# Newsmakers

Science  17 Mar 2006:
Vol. 311, Issue 5767, pp. 1551
1. # Problem Solver

GAME OVER. Puzzle fans, avert your eyes: Theoretical physicist Veit Elser of Cornell University has developed a computer program that efficiently solves the popular game Sudoku.

Sudoku requires puzzlers to fill a nine-by-nine grid of squares with the digits 1 through 9, with no digit appearing more than once in each column and row or more than once in any of nine smaller three-by-three subgrids. Elser, 48, used an algorithm he helped develop to decipher x-ray diffraction data because, like the data analysis, Sudoku requires solving a mathematical problem while satisfying two different constraints. “I had an ‘Aha! moment’ that finally I had a vehicle to explain what this algorithm does,” Elser says. That vehicle is Sudoku, a game Elser himself once found particularly vexing.

The average Sudoku player probably won't use the algorithm, says Frazer Jarvis, a mathematician at the University of Sheffield, U.K., and a member of the team that last year calculated there are 6,670,903,752,021,072,936,960 possible Sudoku grids. But, Jarvis says, “there are applications for the mathematical side of the problem where we would like to be able to solve puzzles extremely quickly.”

2. # MOVERS

HELP WANTED. The Global Fund to Fight AIDS, Tuberculosis and Malaria is looking for a new leader. Richard Feachem, a global health expert, said this month that he will not seek a second term as executive director.

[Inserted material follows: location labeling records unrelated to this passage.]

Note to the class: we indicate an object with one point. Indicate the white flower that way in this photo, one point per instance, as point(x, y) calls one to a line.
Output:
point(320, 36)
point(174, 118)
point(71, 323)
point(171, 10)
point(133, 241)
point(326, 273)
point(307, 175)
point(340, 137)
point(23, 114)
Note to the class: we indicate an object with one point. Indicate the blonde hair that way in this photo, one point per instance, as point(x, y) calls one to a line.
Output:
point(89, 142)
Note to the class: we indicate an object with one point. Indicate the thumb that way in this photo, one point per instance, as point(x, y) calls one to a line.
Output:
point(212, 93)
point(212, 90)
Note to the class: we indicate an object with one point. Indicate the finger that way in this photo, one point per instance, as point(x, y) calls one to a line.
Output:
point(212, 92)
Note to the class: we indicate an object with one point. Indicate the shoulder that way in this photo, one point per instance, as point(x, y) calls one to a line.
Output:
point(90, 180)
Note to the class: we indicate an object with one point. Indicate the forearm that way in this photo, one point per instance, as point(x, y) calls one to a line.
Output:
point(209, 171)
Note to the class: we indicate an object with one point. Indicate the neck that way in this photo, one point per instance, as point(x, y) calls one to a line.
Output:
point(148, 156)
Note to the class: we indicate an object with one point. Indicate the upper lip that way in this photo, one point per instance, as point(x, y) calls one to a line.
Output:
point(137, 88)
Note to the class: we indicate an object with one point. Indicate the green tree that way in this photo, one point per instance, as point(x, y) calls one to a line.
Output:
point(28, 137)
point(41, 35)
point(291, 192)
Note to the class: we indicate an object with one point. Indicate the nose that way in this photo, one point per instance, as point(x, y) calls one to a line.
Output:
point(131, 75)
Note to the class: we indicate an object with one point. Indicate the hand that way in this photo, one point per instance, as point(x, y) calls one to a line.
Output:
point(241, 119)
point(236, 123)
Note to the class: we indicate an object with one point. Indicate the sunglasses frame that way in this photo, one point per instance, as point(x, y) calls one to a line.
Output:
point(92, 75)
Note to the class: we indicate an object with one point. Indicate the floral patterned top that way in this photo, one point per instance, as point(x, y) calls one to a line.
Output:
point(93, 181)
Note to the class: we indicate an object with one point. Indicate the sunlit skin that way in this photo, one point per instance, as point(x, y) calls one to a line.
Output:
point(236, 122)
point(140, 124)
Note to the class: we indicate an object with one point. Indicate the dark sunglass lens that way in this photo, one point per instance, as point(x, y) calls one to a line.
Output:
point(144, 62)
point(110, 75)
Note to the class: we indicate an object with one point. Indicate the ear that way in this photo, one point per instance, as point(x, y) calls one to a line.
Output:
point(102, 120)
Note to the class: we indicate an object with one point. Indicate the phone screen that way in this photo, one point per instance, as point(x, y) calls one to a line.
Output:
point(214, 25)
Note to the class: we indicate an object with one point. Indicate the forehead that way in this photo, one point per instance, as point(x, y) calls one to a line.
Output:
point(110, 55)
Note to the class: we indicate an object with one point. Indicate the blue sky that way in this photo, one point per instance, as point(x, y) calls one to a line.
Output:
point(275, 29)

Feachem helped the Geneva-based fund grow from just an idea to a $9 billion enterprise with activities in 130 countries. But his tenure has not been without controversy. An internal investigation into procurement and personnel policies did not find any evidence of misconduct, but it apparently increased tension between Feachem and the fund's 25-member Board of Directors. Feachem announced his departure after the board said it would consider other applications for the post, but he agreed to stay until a successor is named. His term ends in July. Feachem excelled at communicating the importance of the fund's mission, says Bernard Rivers of Aidspan in New York City, a self-styled watchdog of the fund. But Rivers thinks what's needed now is “a brilliant bureaucrat.” Feachem plans to return to dual appointments at the University of California campuses in Berkeley and San Francisco. 3. # MOVERS WINDY REUNION. The University of Chicago (UC) has welcomed back a longtime faculty member as its next president. Robert J. Zimmer, a former chair of the mathematics department who also oversaw the university's management of Argonne National Laboratory, will take office on 1 July. He replaces Don Michael Randal, who is leaving to head the Andrew W. Mellon Foundation. Zimmer, 58, was on the UC faculty for 25 years before leaving in 2002 to become provost of Brown University. The university's management contract for Argonne expires 30 September, and officials say Zimmer's expertise should come in handy. “The risk of losing the contract is greater than zero, but we hope not much more than zero,” says James Crown, chair of the UC Board of Trustees. The first mathematician to serve as UC president, Zimmer holds a Ph.D. from Harvard University. 4. # On Campus FIRST FOREIGNER. Neurophysiologist Fraser Wilson has become the first non-Chinese principal investigator to receive a research grant from the National Natural Science Foundation of China. Wilson, 52, joined the Kunming Institute of Zoology (KIZ) last year from the University of Arizona, Tucson, where he was an assistant professor. He says he was impressed by the institute's nonhuman primate facilities, which are essential for his work on how the brain processes and stores visual information. The 3-year grant is for$187,000.

Wilson will be working with longtime collaborator Ma Yuanye. “KIZ has certain [research] facilities that would be difficult to obtain in the States and Europe,” Wilson says, including an outdoor enclosure in which monkeys can roam freely. “We are making good progress in both conventional neurophysiology, as well as in more novel experiments in freely moving monkeys.”

5. # AWARDS

FORWARD THINKERS. Two cancer researchers in the U.S. will split this year's \$1 million Dan David Prize for scientific achievements that benefit society. John Mendelsohn, president of the University of Texas M. D. Anderson Cancer Center, was honored for his studies of antibody-mediated cancer therapy. The work led to the development of ErbituxT, a drug that prevents the growth of several types of cancers. Joseph Schlessinger, a professor and chair of the department of pharmacology at Yale University School of Medicine, was recognized for research on how information is passed between the cell surface and the cell, work that led to the discovery of anticancer drugs. The Dan David Prize is named after a Romanian native who made his fortune in the photography business.